World Rugby has confirmed that concussed players will be kept on the sidelines for 12 days

Steve Thompson celebrates winning the World Cup
Steve Thompson stated to the BBC that he can’t remember any of the games played in England’s 2003 World Cup campaign.

World Rugby has announced a change in protocol that will see elite players miss a minimum of 12 consecutive days due to concussions.

Most players with concussion will be out of action starting on July 1.

It was based on the latest rugby-specific research from World Rugby’s concussion working group.

If they are able to pass the return-to play protocols, players can continue playing for up to seven days following a failed assessment of their head injury.

World Rugby stated that the evolved approach will see players who have had a history or are removed from matches with clear concussion symptoms, sat out of play for a minimum 12 days and likely miss their next competitive match.
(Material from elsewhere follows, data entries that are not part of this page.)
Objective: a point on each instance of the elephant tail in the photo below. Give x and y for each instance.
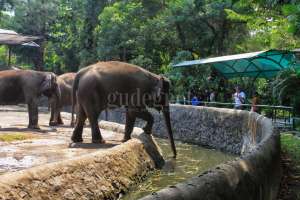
(74, 96)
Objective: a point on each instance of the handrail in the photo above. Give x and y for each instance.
(222, 103)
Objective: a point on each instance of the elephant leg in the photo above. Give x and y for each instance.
(51, 114)
(130, 120)
(92, 115)
(147, 116)
(77, 133)
(59, 119)
(33, 115)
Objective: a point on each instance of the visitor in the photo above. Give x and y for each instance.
(239, 98)
(255, 101)
(195, 101)
(212, 96)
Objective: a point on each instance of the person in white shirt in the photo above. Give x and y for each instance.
(239, 98)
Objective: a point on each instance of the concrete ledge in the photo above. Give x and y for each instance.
(99, 175)
(254, 176)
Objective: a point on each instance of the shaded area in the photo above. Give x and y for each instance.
(22, 148)
(290, 160)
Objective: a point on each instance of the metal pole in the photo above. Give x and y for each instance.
(9, 56)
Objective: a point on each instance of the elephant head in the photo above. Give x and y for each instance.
(161, 103)
(49, 86)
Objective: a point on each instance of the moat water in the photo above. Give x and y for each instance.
(191, 160)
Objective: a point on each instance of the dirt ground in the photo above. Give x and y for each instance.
(47, 145)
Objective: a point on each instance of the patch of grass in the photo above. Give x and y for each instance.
(290, 144)
(291, 165)
(9, 137)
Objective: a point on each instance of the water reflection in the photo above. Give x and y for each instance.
(191, 160)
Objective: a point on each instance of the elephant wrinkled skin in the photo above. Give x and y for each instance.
(26, 86)
(114, 84)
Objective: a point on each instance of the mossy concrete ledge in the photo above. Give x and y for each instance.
(99, 175)
(255, 175)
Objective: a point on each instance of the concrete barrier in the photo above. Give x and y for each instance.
(99, 175)
(255, 175)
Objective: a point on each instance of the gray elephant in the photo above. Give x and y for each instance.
(114, 84)
(65, 83)
(26, 86)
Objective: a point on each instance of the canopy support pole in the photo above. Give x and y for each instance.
(9, 56)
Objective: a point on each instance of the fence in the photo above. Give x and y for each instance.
(282, 116)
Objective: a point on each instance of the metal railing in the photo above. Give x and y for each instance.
(282, 116)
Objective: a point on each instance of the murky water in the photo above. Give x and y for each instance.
(191, 160)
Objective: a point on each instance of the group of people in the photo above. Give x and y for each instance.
(208, 96)
(239, 99)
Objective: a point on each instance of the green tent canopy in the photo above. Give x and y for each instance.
(263, 64)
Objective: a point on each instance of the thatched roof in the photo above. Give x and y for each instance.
(9, 37)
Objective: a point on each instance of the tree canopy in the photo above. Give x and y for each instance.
(152, 34)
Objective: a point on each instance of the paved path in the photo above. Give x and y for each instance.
(49, 144)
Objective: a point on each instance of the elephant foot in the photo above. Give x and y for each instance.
(125, 139)
(72, 124)
(37, 127)
(52, 123)
(76, 140)
(101, 141)
(147, 130)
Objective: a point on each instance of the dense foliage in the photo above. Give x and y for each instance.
(153, 34)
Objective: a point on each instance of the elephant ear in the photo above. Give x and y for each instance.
(47, 83)
(159, 87)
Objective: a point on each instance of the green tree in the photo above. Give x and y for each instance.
(35, 17)
(287, 88)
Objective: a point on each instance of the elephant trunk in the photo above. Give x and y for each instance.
(166, 113)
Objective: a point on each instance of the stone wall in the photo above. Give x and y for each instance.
(99, 175)
(222, 129)
(255, 175)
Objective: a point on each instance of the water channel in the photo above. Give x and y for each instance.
(191, 161)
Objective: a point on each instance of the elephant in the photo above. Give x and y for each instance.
(65, 83)
(26, 86)
(114, 84)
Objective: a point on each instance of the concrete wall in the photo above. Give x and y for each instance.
(99, 175)
(253, 176)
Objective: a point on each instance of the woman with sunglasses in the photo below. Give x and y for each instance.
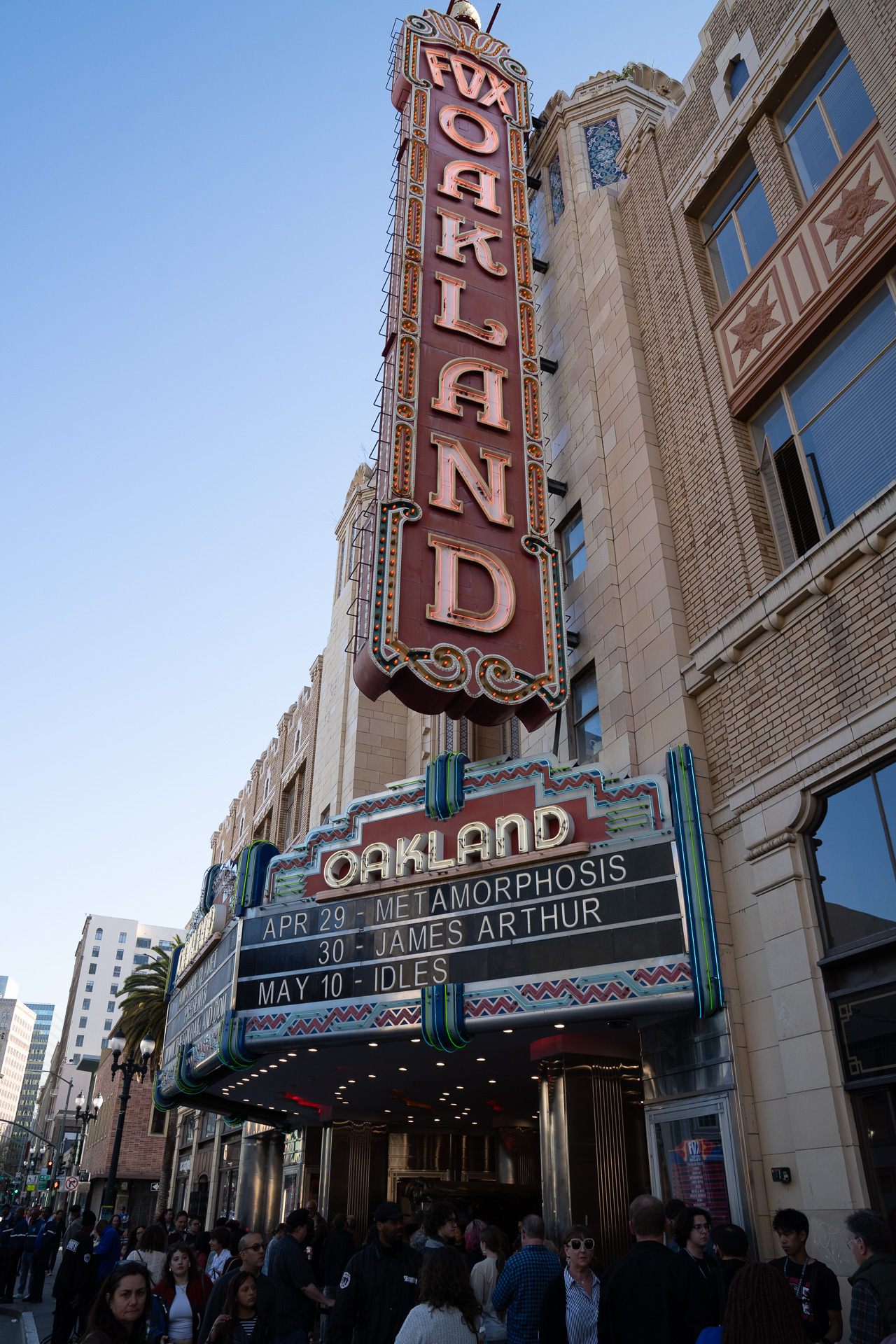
(570, 1304)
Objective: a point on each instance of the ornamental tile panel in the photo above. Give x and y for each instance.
(839, 235)
(603, 146)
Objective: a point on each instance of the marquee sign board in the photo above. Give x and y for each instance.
(464, 608)
(551, 890)
(199, 1008)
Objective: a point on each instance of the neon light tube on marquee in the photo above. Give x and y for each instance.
(464, 589)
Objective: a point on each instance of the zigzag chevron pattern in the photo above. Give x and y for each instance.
(637, 983)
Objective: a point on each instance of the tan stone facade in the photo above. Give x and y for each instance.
(695, 612)
(777, 668)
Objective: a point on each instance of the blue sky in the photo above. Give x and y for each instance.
(191, 252)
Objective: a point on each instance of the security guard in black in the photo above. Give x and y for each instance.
(379, 1285)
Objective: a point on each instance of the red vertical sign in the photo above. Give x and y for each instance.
(464, 608)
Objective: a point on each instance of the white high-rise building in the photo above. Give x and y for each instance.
(16, 1027)
(108, 952)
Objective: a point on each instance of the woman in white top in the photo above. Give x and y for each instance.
(448, 1313)
(150, 1250)
(219, 1242)
(482, 1280)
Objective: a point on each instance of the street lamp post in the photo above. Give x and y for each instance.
(131, 1069)
(83, 1117)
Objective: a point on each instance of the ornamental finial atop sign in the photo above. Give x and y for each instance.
(463, 609)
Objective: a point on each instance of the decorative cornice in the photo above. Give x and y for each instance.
(644, 127)
(778, 841)
(747, 108)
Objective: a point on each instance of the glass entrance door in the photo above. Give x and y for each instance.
(694, 1158)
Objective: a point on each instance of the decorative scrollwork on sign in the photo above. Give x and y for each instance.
(425, 27)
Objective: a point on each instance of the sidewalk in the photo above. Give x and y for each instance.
(38, 1317)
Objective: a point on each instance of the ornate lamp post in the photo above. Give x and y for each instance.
(131, 1069)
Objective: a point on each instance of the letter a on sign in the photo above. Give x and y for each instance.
(461, 603)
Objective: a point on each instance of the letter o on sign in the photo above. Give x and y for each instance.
(342, 869)
(486, 146)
“No player can return to play earlier than seven days after injury. All players’ return must be approved by an independent consultant in concussion.”

The new rules will take effect while the Test Tours of Ireland, Scotland, Wales, and England are in force.

If a player has had a concussion in the past three months, three concussions within the last 12 months, or been diagnosed with five concussions during their career, they are considered to have a history.

Eanna Falvey, chief medical officer at World Rugby, said: “It’s going to be an entirely new mindset for players and coaches.

“Our approach suggests that it is now extremely likely that a player with concussion won’t play in their team’s next match.

“World Rugby believes that there is scientific evidence to support our protocols. However, we monitor and test them constantly to make sure they are suitable for modern rugby.

“We recognize that concussion symptoms can vary and the history of concussions is different. This allows us to protect elite players and individualize their rehabilitation.

It also retains all the benefits of previous protocols which were so successful in starting to address under-reporting symptoms that evidence shows, while improving, is still a problem.”